During the fifth or sixth week of prenatal development, your baby’s lip starts to grow together. Three to seven weeks later, the palate at the top of your baby’s mouth starts to grow together, too. However, if something interrupts this growth, your baby may experience a condition known as cleft lip and/or cleft palate. These conditions are treatable and require a treatment team to be successful. Here’s what you need to know about cleft lip and cleft palate.
Causes of Cleft Lip and Palate
Cleft lip and palate can stem from a number of causes, some preventable and others genetics-related. Leading a healthy lifestyle during pregnancy is important. Abusing alcohol or illegal drugs or smoking while pregnant could contribute to cleft lip and palate. Radiation exposure or taking certain medications while you are pregnant also can increase the risk cleft lip and palate will occur.
One cleft lip and palate cause you cannot prevent is having a family history of the condition. If you have a family history of cleft lip and palate, ask your physician about the possibility of talking to a genetic counselor who can help you identify the risks your child will experience cleft lip and palate.
Cleft Lip and Palate Diagnosis
Cleft lip and palate can vary in severity and location. Your physician may identify your child’s cleft lip and palate by its location. An “incomplete” cleft lip does not extend into the nose while a cleft lip that involves both sides of the lip and up into the nose is known as a bilateral complete cleft lip and palate.
By contrast, cleft palate is not as visible to the eye and results when the top of your baby’s mouth does not completely meet. In the severest instances, the opening can go up and into the nasal cavity.
Cleft Lip and Palate Intervention
In some instances, your physician may be able to diagnose cleft lip and palate as early as 14 to 16 weeks into your pregnancy. Fetal ultrasound technology enables your physician to visualize your baby’s face, potentially diagnosing the condition.

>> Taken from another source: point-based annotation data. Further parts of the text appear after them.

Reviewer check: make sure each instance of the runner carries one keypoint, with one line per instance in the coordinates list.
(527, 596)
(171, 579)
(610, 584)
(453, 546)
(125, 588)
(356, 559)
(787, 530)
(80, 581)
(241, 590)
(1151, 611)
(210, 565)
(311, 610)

While a cleft lip and palate does not hurt your baby, it can affect his breathing and ability to feed. You may wish to speak with a nurse or physician who specializes in feeding techniques for babies with cleft lip and palate. For this reason, surgical repair often is recommended to treat the cause and is typically performed within the first 12 to 18 months of life.
The Care Team
When your child has cleft lip and palate, a number of medical specialists will be a part of your child’s care team. This includes a plastic or craniofacial surgeon who is responsible for correcting the cleft lip and palate. Your child’s pediatrician also will coordinate necessary treatments and evaluate your child’s progress. Other key specialists that may be involved include an orthodontist, pediatric dentist, speech and language specialist, otolaryngologist, audiologist, social worker and genetic counselor, if needed.
Surgical Intervention for Cleft Lip and Palate
Surgery to repair the cleft lip and palate focuses on repairing the split portion of the lip and palate. Surgery to repair the cleft palate tends to be more complicated than cleft lip surgery and may require repeat operations to fully close the cleft palate.

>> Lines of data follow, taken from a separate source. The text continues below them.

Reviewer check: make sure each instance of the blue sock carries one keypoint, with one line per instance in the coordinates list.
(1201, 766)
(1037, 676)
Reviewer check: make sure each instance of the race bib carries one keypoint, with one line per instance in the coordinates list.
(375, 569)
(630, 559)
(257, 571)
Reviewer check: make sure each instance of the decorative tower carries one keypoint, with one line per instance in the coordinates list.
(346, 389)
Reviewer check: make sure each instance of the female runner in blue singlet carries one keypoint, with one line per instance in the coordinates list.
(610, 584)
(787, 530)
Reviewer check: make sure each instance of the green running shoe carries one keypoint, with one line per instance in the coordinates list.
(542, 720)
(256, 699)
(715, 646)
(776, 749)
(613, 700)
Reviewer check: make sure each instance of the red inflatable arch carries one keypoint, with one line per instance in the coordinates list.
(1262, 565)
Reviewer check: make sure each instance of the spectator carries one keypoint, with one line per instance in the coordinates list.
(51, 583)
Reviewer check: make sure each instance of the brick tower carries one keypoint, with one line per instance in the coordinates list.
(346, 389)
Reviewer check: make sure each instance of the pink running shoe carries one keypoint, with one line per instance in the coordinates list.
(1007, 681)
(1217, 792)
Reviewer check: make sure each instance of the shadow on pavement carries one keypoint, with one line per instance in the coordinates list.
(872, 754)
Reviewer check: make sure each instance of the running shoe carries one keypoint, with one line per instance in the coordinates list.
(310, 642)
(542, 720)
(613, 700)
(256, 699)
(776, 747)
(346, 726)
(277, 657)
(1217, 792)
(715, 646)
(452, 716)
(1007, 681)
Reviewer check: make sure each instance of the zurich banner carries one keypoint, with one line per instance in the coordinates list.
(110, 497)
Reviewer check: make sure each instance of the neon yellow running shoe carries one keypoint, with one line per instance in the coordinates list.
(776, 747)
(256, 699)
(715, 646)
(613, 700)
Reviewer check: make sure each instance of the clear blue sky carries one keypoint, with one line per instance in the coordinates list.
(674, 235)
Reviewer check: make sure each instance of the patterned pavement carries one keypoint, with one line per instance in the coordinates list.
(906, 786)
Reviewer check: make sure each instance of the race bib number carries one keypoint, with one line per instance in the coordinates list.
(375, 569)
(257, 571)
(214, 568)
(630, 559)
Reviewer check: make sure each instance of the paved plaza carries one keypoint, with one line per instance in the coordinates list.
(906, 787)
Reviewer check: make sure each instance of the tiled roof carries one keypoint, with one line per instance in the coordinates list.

Caring for a child post-surgery can be difficult because the cleft lip and palate affects how your child breathes and eats. Because your child is so small, it may be difficult for her to understand what is happening. Because your child will have some stitches, feeding may be performed intravenously to provide your child nutrition without disturbing the physical site. Swelling, nasal congestion and mild pain are typical side effects post-surgery that your physician may recommend treating with prescription pain medication and antibiotics. However, you should never give your child aspirin pain medications as they can contribute to Reye’s syndrome, a harmful medical condition.
Your child may have some activity restrictions following surgery, such as avoiding rough play or toys that may be chewed on. These restrictions may continue for one to two weeks post-surgery until your child’s stitches have dissolved and mouth healed.
Thanks to minimally invasive surgical techniques, recovery time and visible scars can be minimized so your child can get back to being a child. Children with cleft lip and palate can live happy, productive lives with only slight scars to show for the surgical repairs.